Under the Sixth Amendment of the U.S. Constitution, you have the right to have an attorney alongside you to advise and represent you at any time after the police arrest you. Besides trial, your right to an attorney includes pretrial hearings like the arraignment.
But just because you can have a defense attorney present at your arrangement, does that mean you should? What difference can having your lawyer with you in court make at that stage?
The answer is simple. Having your attorney present at every stage of the criminal justice system is a benefit to you. They make sure your rights are protected from violations by police and prosecutors. And they help you keep your options as open as possible so you can resolve the matter in the least disruptive way available.

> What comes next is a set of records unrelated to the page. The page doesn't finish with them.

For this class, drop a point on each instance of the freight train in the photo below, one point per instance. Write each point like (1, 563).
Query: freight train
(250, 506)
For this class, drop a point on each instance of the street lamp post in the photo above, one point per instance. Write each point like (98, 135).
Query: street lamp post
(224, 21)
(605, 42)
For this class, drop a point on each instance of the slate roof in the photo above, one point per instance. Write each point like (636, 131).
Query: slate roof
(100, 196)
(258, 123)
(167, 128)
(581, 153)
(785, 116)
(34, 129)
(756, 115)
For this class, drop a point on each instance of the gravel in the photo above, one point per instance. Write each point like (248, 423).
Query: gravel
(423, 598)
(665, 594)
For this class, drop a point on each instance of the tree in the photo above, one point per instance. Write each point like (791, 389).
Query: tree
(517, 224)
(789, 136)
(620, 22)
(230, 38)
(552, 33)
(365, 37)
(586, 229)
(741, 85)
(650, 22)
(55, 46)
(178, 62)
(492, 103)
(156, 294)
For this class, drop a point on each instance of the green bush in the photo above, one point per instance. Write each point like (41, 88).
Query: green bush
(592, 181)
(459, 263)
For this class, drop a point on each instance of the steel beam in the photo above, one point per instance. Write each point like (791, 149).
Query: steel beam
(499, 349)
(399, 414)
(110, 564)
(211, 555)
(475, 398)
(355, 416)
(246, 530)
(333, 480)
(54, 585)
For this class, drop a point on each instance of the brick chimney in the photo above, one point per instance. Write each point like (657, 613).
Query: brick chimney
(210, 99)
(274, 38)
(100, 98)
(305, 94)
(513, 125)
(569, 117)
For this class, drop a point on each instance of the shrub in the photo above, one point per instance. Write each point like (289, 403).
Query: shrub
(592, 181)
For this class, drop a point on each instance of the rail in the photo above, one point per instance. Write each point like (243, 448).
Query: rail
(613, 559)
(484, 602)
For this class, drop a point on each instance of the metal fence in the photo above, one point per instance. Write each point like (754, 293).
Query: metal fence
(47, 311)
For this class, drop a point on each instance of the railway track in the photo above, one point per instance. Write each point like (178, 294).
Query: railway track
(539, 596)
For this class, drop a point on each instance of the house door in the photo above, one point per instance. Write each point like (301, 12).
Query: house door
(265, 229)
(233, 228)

What happens at the arraignment
The arraignment is the pretrial court appearance at which you enter your plea. In Wisconsin, you can plead guilty, not guilty, or no contest. A no-contest plea is not admitting guilt but works similarly to a guilty plea in that you are saying you will not contest the evidence against you. When the defendant is charged with a felony, the court will hold a preliminary hearing before the arraignment, during which the prosecutor must show that probable cause exists that the defendant committed the crime. This is not the same as a trial, and probable cause does not equal guilt.
Obviously, what you do at your arraignment matters. If you plead guilty or no contest, you will be sentenced for the crimes you were charged with. Before you make your plea, you should know what the consequences of each option will be. You should also have a good idea of how strong the prosecution’s case is and whether you can avoid a criminal record and jail time. Your defense attorney can give you this information and help you decide how to proceed.